Bike-share program planned for L.A.
In its quest to transform a metropolis built around freeways into a land where bicyclists and sport utility vehicles can amicably share the road, Los Angeles will soon reach another benchmark — a citywide bike-share program.
At a news conference Thursday with Mayor Antonio Villaraigosa and L.A. Clippers basketball star and cycling advocate Caron Butler, executives with Southern California-based Bike Nation announced plans to begin rolling out their bike-share program in downtown Los Angeles in April.
Although no contract has been signed or permits issued, Bike Nation has pledged $16 million toward eventually installing as many as 400 bike-share kiosks with 4,000 rental bikes across the city in areas such as Westwood, Hollywood and near the beach.
Executives said they plan to begin a small, beta-testing operation in downtown in April and hope to put kiosks with roughly 10 rental bikes each at Union Station, the Caltrans building on Main Street, City Hall, the Hall of Administration, LAPD headquarters and Olvera Street before eventually expanding.
According to initial plans, cyclists in Los Angeles will be able to rent bikes for $6 a day, $1.50 an hour or $4.50 for 90 minutes. Trips shorter than 30 minutes will be free; one-year passes will cost $75.

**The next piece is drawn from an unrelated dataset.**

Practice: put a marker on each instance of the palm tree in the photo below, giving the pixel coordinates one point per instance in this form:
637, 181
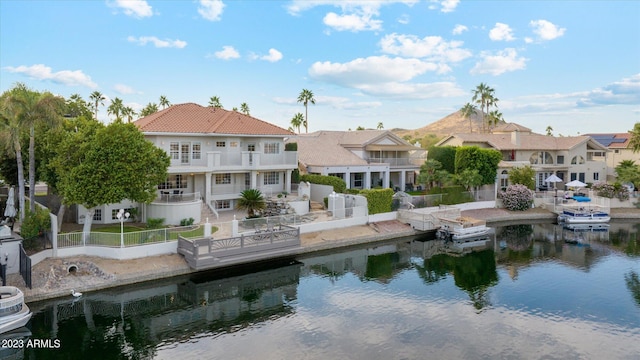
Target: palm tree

The company has also installed a bike-share system in Anaheim and is making plans for kiosks in Long Beach and Fullerton. Executives also said they have submitted offers to West Hollywood and Culver City.
“We are excited to put stations on the ground in downtown Los Angeles and begin the process of rolling out our bike-share program and providing a safe, low-cost, healthy transportation alternative to Los Angeles residents,” said Bike Nation’s Chief Operating Officer Derek Fretheim.
Bike sharing is common in cities like London, where it is normal to see double-decker buses alongside swarms of downtown commuters atop Barclays branded rental bikes. They are also popular in many U.S. cities, including New York and Washington, D.C.
But unlike many other large metropolitan bike-share programs, Los Angeles’ will not — at least for now — be subsidized by taxpayers. Bike Nation, or any other company that wants to open bike-share kiosks in the city, can apply for permits and essentially run their systems privately.
But that means Los Angeles may not be able to cash in on the highly lucrative advertising and sponsorship contracts that Bike Nation or other vendors will probably be able to sell. In New York, Citibank reportedly paid more than $40 million over five years to be the primary sponsor of that city’s bike-share program.
Villaraigosa aide Lisa Sarno said current plans are that Bike Nation, or any competing bike-share company, can apply for permits for their kiosks. The public permits will have to be approved and will cost about $200 to $300 each and last one to two years.